Introduction
Dengue and Japanese encephalitis are major causes of morbidity and mortality in tropical and subtropical parts of world including India. It is estimated that there are 390 million dengue infections annually, and recently the number of dengue cases has increased exponentially worldwide.1 Dengue is endemic in almost all over India (31 states/UTs). All 4 serotypes of Dengue virus have been isolated while JE is endemic in 18 states of India of which include Assam, Bihar, Haryana, Uttar Pradesh, Karnataka, West Bengal & Tamil Nadu report out-breaks almost every year and contribute to 80% cases and deaths. Both being Arboviral diseases (Group B-Flaviviruses) are spread by bite of infected mosquitoes. They cross react with other in serological tests. Dengue virus usually causes classical dengue fever, DHF and DSS, JE virus typically causes encephalitis. In rare instances, Dengue virus may also cause encephalitis mimicking JE. Lab investigations therefore becomes essential for confirmation and discrimination between these two viral infections.
Case Report
A 4 year old girl child resident of Faridabad, Haryana presented to us with chief complaints of high grade fever (102°F), not associated with chills and rigors for last 4 days, abnormal body movements with up rolling of eyeballs for last 3 days followed by altered mental status, not recognising parents, not responding, not vocalizing or indicating bowel bladder. This was associated with loose stools and vomiting for last 1 day. There was no history of rash, bleeding from any site, cough or coryza. No history of any limb weakness or any cranial nerve deficit. She had not received any medication in recent past and no history of any Koch’s contact. Developmentally normal child with immunization complete for age.

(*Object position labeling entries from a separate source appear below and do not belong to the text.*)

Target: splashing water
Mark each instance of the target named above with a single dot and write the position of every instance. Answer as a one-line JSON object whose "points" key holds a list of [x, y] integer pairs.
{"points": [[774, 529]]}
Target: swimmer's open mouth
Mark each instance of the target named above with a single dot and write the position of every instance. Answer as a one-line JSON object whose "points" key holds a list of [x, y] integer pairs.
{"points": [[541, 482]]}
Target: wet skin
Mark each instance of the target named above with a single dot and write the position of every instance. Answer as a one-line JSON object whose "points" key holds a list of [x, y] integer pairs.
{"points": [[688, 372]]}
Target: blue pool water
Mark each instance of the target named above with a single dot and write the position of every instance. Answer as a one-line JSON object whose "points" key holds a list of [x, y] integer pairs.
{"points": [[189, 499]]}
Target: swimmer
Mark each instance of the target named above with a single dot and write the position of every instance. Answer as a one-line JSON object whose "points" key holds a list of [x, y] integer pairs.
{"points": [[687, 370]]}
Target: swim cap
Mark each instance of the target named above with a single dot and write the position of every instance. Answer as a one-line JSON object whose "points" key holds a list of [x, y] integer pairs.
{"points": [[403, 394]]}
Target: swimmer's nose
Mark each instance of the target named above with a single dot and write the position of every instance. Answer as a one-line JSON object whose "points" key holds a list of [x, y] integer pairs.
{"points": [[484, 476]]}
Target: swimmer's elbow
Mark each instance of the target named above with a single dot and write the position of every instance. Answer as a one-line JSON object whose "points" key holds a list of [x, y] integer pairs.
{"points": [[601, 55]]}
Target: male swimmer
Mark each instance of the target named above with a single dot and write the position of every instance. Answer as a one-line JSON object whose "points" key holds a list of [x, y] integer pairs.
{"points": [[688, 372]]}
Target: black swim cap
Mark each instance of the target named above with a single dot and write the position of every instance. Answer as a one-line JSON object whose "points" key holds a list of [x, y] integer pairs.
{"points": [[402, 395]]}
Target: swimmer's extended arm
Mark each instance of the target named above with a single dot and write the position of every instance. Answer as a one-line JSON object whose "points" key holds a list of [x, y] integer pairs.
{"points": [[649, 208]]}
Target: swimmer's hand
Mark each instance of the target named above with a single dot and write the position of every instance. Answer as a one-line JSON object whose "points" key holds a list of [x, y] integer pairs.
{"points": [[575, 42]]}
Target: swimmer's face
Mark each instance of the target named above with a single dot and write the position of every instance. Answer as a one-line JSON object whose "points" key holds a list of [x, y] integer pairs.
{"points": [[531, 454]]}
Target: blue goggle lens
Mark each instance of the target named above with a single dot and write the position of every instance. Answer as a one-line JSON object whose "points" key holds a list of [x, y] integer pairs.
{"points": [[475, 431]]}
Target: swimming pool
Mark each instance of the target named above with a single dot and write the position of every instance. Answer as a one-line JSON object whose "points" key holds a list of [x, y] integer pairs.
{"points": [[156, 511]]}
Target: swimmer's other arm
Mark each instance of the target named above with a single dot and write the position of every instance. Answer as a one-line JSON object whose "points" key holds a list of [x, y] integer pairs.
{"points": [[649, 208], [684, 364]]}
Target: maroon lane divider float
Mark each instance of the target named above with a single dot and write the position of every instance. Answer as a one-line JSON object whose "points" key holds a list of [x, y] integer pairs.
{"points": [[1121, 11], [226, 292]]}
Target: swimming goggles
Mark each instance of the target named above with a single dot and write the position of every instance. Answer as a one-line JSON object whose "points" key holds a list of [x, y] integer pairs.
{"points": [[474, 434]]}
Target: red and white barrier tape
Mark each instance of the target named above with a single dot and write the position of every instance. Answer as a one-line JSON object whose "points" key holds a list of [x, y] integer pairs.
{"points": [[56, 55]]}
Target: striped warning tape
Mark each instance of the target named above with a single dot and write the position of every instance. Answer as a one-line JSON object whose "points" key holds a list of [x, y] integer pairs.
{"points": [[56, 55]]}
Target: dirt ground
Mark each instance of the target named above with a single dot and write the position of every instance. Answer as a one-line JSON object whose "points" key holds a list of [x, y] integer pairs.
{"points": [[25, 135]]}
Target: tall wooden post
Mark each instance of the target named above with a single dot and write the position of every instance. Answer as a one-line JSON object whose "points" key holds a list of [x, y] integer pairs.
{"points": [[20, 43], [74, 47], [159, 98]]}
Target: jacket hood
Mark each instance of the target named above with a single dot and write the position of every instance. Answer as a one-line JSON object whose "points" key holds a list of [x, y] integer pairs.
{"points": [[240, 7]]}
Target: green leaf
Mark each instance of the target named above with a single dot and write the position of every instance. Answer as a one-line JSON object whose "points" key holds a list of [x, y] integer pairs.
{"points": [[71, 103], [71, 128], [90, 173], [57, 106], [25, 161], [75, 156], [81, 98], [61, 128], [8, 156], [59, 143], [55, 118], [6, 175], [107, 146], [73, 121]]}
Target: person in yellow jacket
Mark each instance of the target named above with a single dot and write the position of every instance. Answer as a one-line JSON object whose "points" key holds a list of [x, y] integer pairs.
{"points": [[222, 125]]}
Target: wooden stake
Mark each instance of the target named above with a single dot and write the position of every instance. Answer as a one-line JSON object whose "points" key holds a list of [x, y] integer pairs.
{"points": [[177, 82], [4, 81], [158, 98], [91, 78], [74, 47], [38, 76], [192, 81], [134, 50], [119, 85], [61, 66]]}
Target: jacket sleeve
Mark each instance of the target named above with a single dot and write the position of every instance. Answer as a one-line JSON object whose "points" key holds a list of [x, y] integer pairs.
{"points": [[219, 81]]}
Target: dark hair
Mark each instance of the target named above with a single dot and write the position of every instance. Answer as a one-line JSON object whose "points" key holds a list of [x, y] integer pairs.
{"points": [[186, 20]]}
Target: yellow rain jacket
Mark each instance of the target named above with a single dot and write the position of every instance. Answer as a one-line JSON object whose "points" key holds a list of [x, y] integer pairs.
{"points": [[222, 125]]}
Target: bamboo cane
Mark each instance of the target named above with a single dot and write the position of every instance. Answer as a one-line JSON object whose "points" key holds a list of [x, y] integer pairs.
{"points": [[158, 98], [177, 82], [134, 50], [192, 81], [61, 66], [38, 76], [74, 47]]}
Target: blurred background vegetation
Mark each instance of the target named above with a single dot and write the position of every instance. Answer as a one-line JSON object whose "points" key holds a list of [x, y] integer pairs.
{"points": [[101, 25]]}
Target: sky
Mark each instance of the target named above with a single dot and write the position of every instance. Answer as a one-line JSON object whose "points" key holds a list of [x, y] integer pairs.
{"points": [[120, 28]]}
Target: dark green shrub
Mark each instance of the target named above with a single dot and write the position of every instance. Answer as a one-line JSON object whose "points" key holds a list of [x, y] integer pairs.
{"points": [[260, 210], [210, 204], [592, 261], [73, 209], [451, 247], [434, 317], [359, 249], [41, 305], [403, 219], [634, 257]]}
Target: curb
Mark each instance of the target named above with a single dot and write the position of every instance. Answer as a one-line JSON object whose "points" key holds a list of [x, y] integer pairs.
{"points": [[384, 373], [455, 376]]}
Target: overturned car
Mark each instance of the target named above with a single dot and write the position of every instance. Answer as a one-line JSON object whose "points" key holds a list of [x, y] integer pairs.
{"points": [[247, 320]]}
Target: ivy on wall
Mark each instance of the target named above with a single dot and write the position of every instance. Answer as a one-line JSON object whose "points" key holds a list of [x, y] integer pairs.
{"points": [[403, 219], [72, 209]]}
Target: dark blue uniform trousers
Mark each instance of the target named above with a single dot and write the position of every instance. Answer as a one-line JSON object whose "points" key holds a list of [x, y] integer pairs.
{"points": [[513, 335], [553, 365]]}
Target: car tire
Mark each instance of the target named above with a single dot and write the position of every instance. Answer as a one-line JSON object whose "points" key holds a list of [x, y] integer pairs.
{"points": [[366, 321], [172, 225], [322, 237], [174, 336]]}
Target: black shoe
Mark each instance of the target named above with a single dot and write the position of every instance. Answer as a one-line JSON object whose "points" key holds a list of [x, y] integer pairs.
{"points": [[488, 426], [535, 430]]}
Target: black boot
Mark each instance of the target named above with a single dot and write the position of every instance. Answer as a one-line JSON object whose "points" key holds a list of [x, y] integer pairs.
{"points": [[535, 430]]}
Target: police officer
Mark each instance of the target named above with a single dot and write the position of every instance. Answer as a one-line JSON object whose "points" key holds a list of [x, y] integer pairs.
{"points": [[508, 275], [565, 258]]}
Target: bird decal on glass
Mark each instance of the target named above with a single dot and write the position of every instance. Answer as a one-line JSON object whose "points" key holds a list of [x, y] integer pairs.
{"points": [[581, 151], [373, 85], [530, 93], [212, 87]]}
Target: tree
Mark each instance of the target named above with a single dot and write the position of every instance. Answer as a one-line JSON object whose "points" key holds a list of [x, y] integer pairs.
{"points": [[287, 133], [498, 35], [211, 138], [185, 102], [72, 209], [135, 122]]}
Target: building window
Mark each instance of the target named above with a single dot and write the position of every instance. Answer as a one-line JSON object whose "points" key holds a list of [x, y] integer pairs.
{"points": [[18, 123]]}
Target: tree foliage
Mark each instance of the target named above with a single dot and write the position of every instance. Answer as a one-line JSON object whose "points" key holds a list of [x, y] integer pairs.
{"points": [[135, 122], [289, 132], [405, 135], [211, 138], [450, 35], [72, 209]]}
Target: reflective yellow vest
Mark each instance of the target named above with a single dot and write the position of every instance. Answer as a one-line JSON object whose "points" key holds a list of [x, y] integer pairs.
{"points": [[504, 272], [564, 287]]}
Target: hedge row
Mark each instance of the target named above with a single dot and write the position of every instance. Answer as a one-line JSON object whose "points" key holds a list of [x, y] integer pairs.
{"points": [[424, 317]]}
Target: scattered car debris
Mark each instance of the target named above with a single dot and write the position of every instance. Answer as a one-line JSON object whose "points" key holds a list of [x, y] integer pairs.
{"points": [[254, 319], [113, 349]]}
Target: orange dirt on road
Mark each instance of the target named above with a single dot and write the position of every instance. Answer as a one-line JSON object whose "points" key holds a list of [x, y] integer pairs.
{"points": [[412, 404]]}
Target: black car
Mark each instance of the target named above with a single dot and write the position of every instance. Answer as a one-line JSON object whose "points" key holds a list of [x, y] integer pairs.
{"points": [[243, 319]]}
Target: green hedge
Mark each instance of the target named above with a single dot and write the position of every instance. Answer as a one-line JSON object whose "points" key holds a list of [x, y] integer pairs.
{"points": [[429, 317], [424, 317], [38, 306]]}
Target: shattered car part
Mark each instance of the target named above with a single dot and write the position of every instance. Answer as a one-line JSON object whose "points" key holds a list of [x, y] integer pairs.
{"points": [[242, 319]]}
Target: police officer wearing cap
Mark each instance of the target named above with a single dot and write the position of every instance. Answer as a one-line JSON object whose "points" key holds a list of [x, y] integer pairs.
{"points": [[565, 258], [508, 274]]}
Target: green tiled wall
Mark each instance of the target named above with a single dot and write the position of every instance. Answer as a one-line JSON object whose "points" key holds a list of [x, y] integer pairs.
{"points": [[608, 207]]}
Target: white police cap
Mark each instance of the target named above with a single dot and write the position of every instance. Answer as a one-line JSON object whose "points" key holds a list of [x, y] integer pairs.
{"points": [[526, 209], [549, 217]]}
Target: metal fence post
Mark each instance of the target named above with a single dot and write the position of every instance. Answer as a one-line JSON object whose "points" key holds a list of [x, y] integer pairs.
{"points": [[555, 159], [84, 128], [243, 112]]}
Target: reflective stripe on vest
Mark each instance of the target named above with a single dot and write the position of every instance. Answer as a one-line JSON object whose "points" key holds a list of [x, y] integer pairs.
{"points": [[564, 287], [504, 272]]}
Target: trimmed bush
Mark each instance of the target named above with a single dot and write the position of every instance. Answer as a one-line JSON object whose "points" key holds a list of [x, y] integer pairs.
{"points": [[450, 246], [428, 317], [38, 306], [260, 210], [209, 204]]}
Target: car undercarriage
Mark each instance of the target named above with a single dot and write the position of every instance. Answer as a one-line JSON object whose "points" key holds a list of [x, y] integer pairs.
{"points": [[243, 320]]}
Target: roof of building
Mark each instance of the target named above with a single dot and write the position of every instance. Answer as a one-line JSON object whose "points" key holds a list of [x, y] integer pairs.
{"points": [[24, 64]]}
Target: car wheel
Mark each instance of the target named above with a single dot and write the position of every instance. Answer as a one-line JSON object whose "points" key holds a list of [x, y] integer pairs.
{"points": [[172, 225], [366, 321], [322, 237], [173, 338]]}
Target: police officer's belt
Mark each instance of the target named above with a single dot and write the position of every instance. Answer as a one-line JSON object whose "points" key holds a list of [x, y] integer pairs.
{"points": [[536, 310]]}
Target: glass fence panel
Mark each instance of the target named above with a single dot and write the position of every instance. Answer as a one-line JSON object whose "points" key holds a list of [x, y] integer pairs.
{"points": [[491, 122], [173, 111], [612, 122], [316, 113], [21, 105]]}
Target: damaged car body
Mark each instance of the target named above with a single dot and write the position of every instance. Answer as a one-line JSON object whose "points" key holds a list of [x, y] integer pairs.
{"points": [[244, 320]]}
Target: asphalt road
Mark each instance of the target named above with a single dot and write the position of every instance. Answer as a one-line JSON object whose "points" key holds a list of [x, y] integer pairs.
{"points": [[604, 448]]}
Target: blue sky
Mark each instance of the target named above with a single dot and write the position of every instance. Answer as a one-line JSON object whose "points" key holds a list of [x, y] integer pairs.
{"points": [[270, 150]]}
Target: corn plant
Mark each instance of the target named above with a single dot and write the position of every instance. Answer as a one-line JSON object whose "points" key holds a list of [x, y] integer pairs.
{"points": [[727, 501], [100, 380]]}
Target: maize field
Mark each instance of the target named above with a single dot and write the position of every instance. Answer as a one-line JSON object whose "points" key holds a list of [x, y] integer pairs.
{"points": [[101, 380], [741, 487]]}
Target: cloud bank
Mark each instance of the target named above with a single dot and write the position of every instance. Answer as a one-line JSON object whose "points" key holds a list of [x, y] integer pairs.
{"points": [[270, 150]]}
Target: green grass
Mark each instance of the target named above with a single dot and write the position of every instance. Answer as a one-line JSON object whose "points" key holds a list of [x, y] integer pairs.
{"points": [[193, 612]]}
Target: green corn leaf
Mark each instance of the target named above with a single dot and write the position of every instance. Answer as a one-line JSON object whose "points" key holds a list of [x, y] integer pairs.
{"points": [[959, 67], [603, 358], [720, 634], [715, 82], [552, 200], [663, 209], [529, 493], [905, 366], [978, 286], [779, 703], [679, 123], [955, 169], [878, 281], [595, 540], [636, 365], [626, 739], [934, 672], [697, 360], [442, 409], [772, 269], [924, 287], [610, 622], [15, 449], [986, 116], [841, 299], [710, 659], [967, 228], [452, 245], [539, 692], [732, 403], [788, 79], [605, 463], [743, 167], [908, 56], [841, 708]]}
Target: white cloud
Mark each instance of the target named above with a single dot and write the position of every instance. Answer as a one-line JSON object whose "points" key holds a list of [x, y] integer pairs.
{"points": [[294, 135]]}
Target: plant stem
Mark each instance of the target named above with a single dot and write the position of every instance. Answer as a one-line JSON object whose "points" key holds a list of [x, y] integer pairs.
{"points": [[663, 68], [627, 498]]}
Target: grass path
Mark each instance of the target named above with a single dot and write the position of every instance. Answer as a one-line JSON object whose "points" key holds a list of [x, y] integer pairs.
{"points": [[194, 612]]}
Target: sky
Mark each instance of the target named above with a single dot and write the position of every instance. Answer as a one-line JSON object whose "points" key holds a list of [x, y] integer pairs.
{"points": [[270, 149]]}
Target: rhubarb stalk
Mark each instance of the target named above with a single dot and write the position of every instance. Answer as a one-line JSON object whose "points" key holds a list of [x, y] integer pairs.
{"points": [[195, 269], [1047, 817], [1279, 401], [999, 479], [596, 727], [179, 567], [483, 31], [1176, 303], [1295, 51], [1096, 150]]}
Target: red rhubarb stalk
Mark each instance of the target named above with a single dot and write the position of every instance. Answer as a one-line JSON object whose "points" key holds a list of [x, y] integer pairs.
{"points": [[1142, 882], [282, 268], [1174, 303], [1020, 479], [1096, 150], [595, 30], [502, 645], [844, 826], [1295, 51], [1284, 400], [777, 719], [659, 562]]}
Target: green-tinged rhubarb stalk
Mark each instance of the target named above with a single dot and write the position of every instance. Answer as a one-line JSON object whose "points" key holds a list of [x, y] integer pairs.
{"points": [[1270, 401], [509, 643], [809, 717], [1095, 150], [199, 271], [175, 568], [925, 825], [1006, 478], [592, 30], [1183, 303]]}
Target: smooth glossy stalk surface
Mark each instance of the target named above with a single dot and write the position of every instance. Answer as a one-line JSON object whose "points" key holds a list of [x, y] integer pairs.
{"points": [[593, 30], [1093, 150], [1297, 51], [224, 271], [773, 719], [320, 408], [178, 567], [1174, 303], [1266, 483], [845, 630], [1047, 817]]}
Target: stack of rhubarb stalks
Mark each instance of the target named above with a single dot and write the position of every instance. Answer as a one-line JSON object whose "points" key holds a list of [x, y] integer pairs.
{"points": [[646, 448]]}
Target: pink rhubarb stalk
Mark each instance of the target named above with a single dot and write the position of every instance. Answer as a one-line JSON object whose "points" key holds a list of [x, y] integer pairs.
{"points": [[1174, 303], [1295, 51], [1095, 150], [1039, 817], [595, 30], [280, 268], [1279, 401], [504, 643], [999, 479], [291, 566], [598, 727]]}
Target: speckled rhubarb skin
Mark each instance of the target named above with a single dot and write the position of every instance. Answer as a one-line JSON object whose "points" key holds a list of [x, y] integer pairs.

At presentation, GCS was E1V3M4 and respiratory functions and hemodynamic parameters were stable. Neurological examination revealed altered state of consciousness, there was no neck rigidity and bilateral pupils were normally reacting to light. No evidence of any weakness and deep tendon reflexes were elicited normally. The Plantar reflex was extensor bilaterally. Rest of the systemic examination was within normal limits. Patient presented with active seizures in casualty which were aborted by Inj. Midazolam and loaded with Inj. Phenytoin subsequent to which she was admitted in PICU. NCCT head done which was unremarkable. The hemogram, Liver & Kidney function tests, CXR and ECG were normal. WIDAL and serology for Hep.B, Hep.C & HIV 1+2 were non reactive. Also peripheral smear was negative for Malarial parasites. Serial hemogram reports are listed in Table 1.
Examination of CSF revealed no cells and normal sugar and proteins. Gram stain and CSF culture showed no organisms. Although NS1 Ag was negative, Dengue serology in serum came out to be positive. Serum and CSF samples sent to NCDC, Delhi also confirmed the IgM antibodies against JE virus. MRI Brain reported T2/FLAIR hyper intensities involving the left thalamus, bilateral cerebral peduncle, temporal lobe, peri-aqueductal gray matter and midbrain and showing restriction on diffusion- likely viral encephalitis as represented in Figure 1.
Patient was given supportive treatment, improved gradually, discharged on oral phenytoin and followed up in OPD. Follow up at 4 weeks showed no extra-pyramidal features.
Table 1
Day |
1 |
2 |
3 |
4 |
5 |
Hb |
7.4 |
8.1 |
11.5 |
13.1 |
13.3 |
TLC |
21700 |
18800 |
10400 |
8200 |
8200 |
Platelet count |
38000 |
52000 |
66000 |
80000 |
92000 |
Table 2
Discussion
In our patient the peripheral blood examination revealed features of severe dengue infection where as cerebrospinal fluid and magnetic resonance imaging data suggest diagnosis of Japanese encephalitis. The diagnosis of Japanese encephalitis is confirmed by presence of virus specific IgM antibodies in serum and/ or cerebrospinal fluid or four fold rise of IgG titre in paired sera. Virus can also be identified by polymerase chain reaction. Differences in clinical presentations and laboratory investigations between Japanese encephalitis and Dengue encephalitis have been presented in Table 2.2
A serological cross-reaction between DENV and JEV has been shown in studies to occur in up to 38.5 % patients; however, studies showing co-detection of disease specific IgM in the CSF are few and reveal a variable incidence from 8 to 50 %.3, 4, 5
The clinical significance of the serological cross reactivity between dengue virus and Japanese encephalitis virus is not exactly known and conflicting reports are available.
Cross-reactivity has been found to be associated with both immune-protection and an aggravated form of a viral disease (dengue or Japanese encephalitis).2
Conclusion
A possibility of dual infection or a cross reactivity between dengue and Japanese encephalitis needs to be considered if serological evidence of both the infections are present in same patient. But being in the endemic area and clinical features with which patient presents and serological and radiological features a diagnosis of co infection can be easily established.